Frank Lloyd Wright Day


Frank Lloyd Wright:
The Greatest American Architect of All Time and the
Father of Modernism.


That's right, the greatest American Architect of All Time. I stand by that statement because it is true. Frank Lloyd write was born on this date in 1867. Hard to believe that such a structural genious came out of an era when structure was pushed aside as secondary to ornamentation and homogeny. In his 91 year life, he created more iconic American buildings and influential architectural standards than any other American architect ever to exist. Few people understood what Wright meant about "organic architecture" back in his day. I personally believe the resurgence of soft modernism, a natural successor to the organic modernist movement that began as a result of Wright's philosophies of what a building should be, is proof that here was a man who actually knew what the visual and aesthetic implications of his theories were. A kind of clarity of thought and concept that has been almost lost in recent years to a swelling tide of aesthetic complacency. Frank Lloyd Wright's buildings are not beautiful because of what they symbolize, because they symbolize nothing more than the structural concepts of the buildings themselves. They are beautiful because they were created with the intent of looking beautiful. Wright's sense of making a building fit into it's place was quite possibly the most perfect in the entirity of architectural history. Wright's concept of "organic architecture" is now a theorum of how to make buildings that work with their geography in a personal and intimate dynamic that is so abstract that like the great masterpieces of art, film or literature, can not be completely expressed in the form of a methodology. If he had lived long enough to see, and respond to the postmodern theories of Robert Venturi (late 60's and 70's), he would have probably dismissed them all as, "Worship of distaste which in application is a recipe for an ugly world".
I beleive Wright is probably the very antithesis of everything Venturi.

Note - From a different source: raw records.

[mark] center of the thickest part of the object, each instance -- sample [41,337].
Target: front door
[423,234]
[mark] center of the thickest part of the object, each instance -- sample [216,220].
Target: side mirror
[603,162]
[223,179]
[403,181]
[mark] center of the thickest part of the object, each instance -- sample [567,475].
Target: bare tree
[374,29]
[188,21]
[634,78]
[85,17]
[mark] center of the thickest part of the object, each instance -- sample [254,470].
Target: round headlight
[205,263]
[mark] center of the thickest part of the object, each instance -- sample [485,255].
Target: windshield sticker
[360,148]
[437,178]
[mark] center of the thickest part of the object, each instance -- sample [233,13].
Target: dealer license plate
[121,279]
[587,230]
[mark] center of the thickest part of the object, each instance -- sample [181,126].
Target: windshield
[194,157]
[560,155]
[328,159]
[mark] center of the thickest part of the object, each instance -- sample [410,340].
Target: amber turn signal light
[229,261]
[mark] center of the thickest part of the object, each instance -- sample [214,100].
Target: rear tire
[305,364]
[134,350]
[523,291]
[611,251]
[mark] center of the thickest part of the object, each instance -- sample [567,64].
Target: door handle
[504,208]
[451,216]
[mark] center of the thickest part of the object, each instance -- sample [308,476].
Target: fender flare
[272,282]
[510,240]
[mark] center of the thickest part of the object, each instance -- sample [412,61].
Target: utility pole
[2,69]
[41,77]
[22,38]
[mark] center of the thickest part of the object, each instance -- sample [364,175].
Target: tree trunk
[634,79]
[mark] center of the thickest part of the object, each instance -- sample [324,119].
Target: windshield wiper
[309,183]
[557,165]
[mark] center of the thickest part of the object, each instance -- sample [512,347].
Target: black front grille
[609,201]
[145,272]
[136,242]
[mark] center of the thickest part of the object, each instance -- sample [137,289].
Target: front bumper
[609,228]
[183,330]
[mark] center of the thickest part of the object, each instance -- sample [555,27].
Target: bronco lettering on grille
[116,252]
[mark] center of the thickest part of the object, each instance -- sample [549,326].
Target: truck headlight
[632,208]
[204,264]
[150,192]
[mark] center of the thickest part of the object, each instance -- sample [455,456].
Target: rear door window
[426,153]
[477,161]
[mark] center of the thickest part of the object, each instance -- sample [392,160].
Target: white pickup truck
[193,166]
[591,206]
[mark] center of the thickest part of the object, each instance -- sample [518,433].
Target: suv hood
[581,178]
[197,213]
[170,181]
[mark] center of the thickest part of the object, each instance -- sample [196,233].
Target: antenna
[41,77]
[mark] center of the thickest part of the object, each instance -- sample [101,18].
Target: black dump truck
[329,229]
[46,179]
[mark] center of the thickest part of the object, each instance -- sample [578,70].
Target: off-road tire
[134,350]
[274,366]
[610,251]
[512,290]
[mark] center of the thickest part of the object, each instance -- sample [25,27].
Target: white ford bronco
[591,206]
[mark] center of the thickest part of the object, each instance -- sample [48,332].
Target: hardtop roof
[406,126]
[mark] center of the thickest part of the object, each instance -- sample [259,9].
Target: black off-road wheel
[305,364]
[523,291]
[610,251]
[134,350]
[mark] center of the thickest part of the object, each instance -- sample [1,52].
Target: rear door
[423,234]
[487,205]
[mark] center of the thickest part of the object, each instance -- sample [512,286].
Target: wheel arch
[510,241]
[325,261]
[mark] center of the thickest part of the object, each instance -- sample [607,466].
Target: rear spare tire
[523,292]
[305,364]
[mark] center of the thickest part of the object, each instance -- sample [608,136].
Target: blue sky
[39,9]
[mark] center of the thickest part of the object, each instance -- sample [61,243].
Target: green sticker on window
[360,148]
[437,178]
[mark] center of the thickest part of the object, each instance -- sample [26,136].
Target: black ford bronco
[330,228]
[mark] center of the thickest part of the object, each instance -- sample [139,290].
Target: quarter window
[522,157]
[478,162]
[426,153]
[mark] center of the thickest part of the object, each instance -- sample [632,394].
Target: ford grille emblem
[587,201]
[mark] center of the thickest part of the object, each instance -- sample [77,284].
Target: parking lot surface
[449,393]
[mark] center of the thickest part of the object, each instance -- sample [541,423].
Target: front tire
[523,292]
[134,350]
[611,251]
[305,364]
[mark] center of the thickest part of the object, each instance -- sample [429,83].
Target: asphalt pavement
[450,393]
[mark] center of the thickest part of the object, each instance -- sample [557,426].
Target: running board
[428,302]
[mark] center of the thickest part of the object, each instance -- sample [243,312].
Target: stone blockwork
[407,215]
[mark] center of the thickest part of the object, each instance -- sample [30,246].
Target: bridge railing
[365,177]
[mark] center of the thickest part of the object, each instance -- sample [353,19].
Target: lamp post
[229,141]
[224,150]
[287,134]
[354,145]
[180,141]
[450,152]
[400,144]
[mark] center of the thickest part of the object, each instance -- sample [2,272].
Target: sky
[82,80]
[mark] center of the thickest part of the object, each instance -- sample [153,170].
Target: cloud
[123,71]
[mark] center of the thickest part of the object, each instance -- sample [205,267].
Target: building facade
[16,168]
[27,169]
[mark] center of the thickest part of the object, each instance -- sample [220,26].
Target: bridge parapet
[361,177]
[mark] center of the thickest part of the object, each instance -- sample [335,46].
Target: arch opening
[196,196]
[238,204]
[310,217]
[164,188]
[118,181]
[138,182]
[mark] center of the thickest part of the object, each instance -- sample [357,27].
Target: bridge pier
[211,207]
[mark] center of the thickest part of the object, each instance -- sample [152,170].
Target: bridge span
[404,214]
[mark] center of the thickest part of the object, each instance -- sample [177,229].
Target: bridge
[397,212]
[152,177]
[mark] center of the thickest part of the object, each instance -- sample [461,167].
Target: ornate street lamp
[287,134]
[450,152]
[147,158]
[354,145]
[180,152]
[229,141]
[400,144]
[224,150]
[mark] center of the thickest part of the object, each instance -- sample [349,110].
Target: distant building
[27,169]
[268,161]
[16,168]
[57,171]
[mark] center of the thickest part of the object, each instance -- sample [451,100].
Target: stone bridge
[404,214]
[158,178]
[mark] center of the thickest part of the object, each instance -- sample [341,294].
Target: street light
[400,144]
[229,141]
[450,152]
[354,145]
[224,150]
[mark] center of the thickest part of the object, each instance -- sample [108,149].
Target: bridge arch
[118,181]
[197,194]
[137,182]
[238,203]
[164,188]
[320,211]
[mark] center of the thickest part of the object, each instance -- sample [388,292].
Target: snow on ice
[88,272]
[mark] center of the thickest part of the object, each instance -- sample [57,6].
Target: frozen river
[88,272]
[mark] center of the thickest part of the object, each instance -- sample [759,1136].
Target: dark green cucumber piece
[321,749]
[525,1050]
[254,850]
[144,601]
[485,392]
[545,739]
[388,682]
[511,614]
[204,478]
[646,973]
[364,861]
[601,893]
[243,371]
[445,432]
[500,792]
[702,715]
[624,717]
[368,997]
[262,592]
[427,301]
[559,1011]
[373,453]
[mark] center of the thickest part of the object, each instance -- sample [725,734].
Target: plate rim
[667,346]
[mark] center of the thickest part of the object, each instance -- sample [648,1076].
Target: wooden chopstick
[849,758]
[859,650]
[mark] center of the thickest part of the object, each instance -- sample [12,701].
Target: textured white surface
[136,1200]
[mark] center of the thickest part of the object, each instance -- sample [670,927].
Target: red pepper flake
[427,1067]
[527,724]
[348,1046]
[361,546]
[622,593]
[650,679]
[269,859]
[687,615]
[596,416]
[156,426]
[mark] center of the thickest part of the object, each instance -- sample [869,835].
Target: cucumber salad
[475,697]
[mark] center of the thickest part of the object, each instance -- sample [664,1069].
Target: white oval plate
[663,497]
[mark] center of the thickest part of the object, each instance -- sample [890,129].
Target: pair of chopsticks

Built after he died, Wright's Kaden Tower was originally the design for a hotel in India. This is a perfect, lesser known example of the degree of sensibility Wright appeared to have in how buildings should be designed to look and work with their surroundings. Modest and natural, by comparison to nearly every other style ever to exist, Wright's paradigm of how buildings should look is one all-too-often not considered anymore.


Since you all know what Wright's best-known house, Falling Water looks like, I won't bother finding a picture of it to put up here since I'm tired now.